Shorts Scramble in Tin Squeeze on London Metal Exchange
Eric Onstad and Harpreet Bhal
London. Holders of short positions in tin on the London Metal Exchange (LME) scrambled to cover on Wednesday, facing off against a party holding up to 80 percent of combined nearby futures and stocks amid tight availability that may bring further squeezes.
It was unclear who was holding the large position. The LME declines to identify clients and several traders said they did not know either.
The cost to roll over a short position in the metal, mainly used for solder in the electronics industry, soared to levels not seen since February.
“The tin market is a tight one and this [dominant] long has been building for some time,” said a London tin trader. “The market remains tight fundamentally and people are taking a view on that.”
The big long holder may be a party combining a natural long position to supply metal with speculative futures, traders said.
The “tom/next” spread, which represents the cost of rolling over an expiring position to the following day, spiked as high as $25, the most expensive in six months and compared with zero at the end of the day on Tuesday.
One party had amassed a combined position of stocks, cash and tomorrow positions totaling 50-80 percent of total inventories, LME data showed.
The exchange imposes restrictions when a position surpasses 50 percent and is classified as “dominant” by capping the level the long-holder can charge shorts to roll over positions.
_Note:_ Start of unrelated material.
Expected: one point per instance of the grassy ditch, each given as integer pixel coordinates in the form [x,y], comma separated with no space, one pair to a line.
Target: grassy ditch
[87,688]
Prices are still far below levels where the exchange would intervene.
Other data showed several parties made substantial bets on lower prices — four shorts in September futures held positions each accounting for 5-9 percent of the total and one short had a large position of 10-19 percent.
While the tightness in nearby spreads is due to dissipate as the September contract expires, there is potential for tightness to reappear.
“This is not a time to be short of either tin outright or tin spreads in case it boils up again,” a second trader said. “There are significant long positions in the market for October and November and we don’t know to what extent consumers are running short on supplies given the lack of availability of LME unencumbered warrants.”
Low Stocks
Inventories of tin registered by the London Metal Exchange have nearly halved over the past year to 11,955 tons.
The amount of metal available for consumers, however, is much lower because much of the stocks have already been cancelled or earmarked for delivery.
The amount of stocks due to be taken out of warehouses is 56 percent of the total, leaving only 5,245 tons.
Nearly all the tin inventories are in Johor, Malaysia, where there is a bottleneck so consumers have to wait for months to get deliveries of metal.
The underlying tightness is among the most severe of the LME base metals.
Tin and copper are the only LME metals with forecast market deficits this year and tin is the only one of the six main industrial metals on the LME with a forecast deficit for 2013.
According to a poll of analysts by Reuters, the tin market is due to have a deficit 4,636 tons this year, with the shortfall trimmed slightly to 4,091 tons in 2013.
“If you look at its available supply, it is very little, the stockpiles are low, cancelled warrants are high,” said Nic Brown, head of commodities research at Natixis in London.
Warrants are ownership documents for inventories.
Benchmark three-month tin prices on the LME have shed slightly more than a third since touching a record peak of $33,600 a tonne in April last year and was trading at $21,350 on Wednesday afternoon.
“If you get a boost in Chinese economic growth, then tin prices can go up quite sharply. And we wouldn’t be at all surprised to see them starting with a three rather than a two in the not too distant future,” Brown said.
Implied tin demand in top metals consumer China is up 8 percent for the first seven months of the year.
Any price rise in three-month futures may be capped by Indonesian producers stepping up sales at higher prices, traders said.
Indonesia smelters temporarily halted production last month in an effort to boost weak prices, but last week had resumed operations.
Shipments of refined tin from Indonesia in August fell to 5,645.87 tons, down 32 percent compared with July.
“There will be producer activity above $25,000 so I’m not anticipating that the price is going to run away,” the second trader said.